You know the story of the peace crane, I’m sure. Tomorrow marks the anniversary of our nation being bombed at Pearl Harbor. Well, the peace crane is a paper crane one little girl in Hiroshima, Japan lifted up on her deathbed as a way to work for peace in the world. She started out hoping to make 1,000 of them to bring about her own wish for healing from the cancer she developed, which was believed to be a result of her exposure to the atomic bomb. Upon her death, her classmates took up her cause. The children collected enough money to build a statue in her honor that reads: “This is our cry, this is our prayer: Peace in the world” (www.budddhistcouncil.org). . . . What child doesn’t want to grow up in a world free from violence? There are easy instructions online of how to make the origami peace cranes and wouldn’t it be an interesting Advent practice to make a crane each day as you pray for peace and for those reeling from the loss these mass murders have brought? You even might consider making a paper peace crane each day with the name of a child you know on it – maybe even with the name of one of the children of this church or of the children of the community who are coming to be with us on Wednesday nights – as you pray for their daily safety and self-esteem as they seek to grow in the world we’re giving them.

I know not everyone gets excited about peacemaking – because after all, memories of “peace protests” in our nation’s history can leave a bitter taste. But did you know that the Presbyterian Church has a long history of peacemaking ministries? Since 1983, more than 4,500 PCUSA congregations around the United States have signed the Commitment to Peacemaking.
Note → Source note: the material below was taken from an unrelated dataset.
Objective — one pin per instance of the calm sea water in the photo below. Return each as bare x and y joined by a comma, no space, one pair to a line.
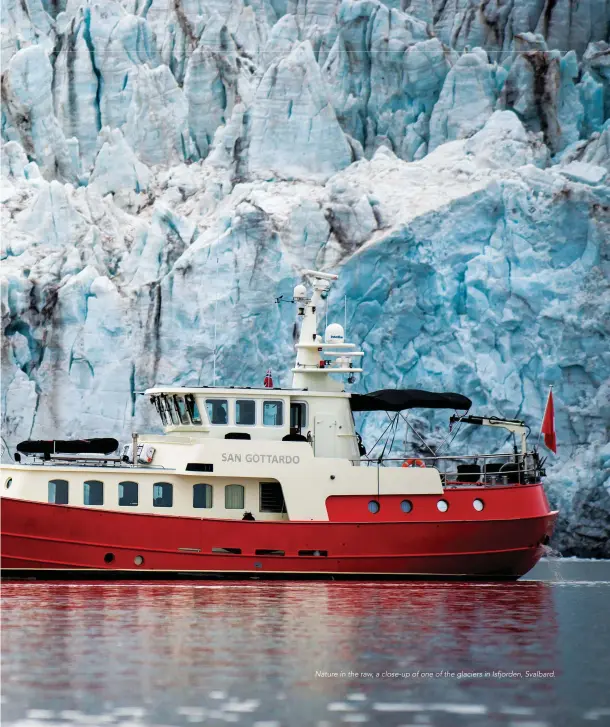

Because, as a denomination, we believe that “peacemaking is not a peripheral issue but a central declaration of the gospel” of Jesus Christ (www.pcusa.org/site_media/media/uploads/peacemaking/pdf/commitment.pdf; p. 3). Congregations commitment to everything from worship expressing God’s desire for our peace, to peacemaking pledges offered to families as guides for how to live together at home, to study of global issues that affect human rights, to being a part of local peacemaking ministries however the church chooses to define such efforts. Congregations who take the pledge begin to see that everything they do to build relationships and uplift the needs of the downtrodden and learn about living together is done as ways of making peace. As ones praying to God to guide our feet into the way of peace.

It’s not enough for us to turn off the news. Or helplessly wring our hands when we hear of another shooting. Or shake our heads naively believing it could never happen here. It is our call to join our best efforts – to use our hearts and minds and creative imaginations as we call out to God to guide our feet into the way of Peace! Guide our feet into the way of Peace. Teach us, LORD, show us this Advent the way we are to walk as the ones who follow the great gift of Peace. . . . Let peace be our prayer, our commitment, our overwhelming desire.

In the name of the life-giving Father, the life-redeeming Son, and the life-sustaining Spirit, Amen.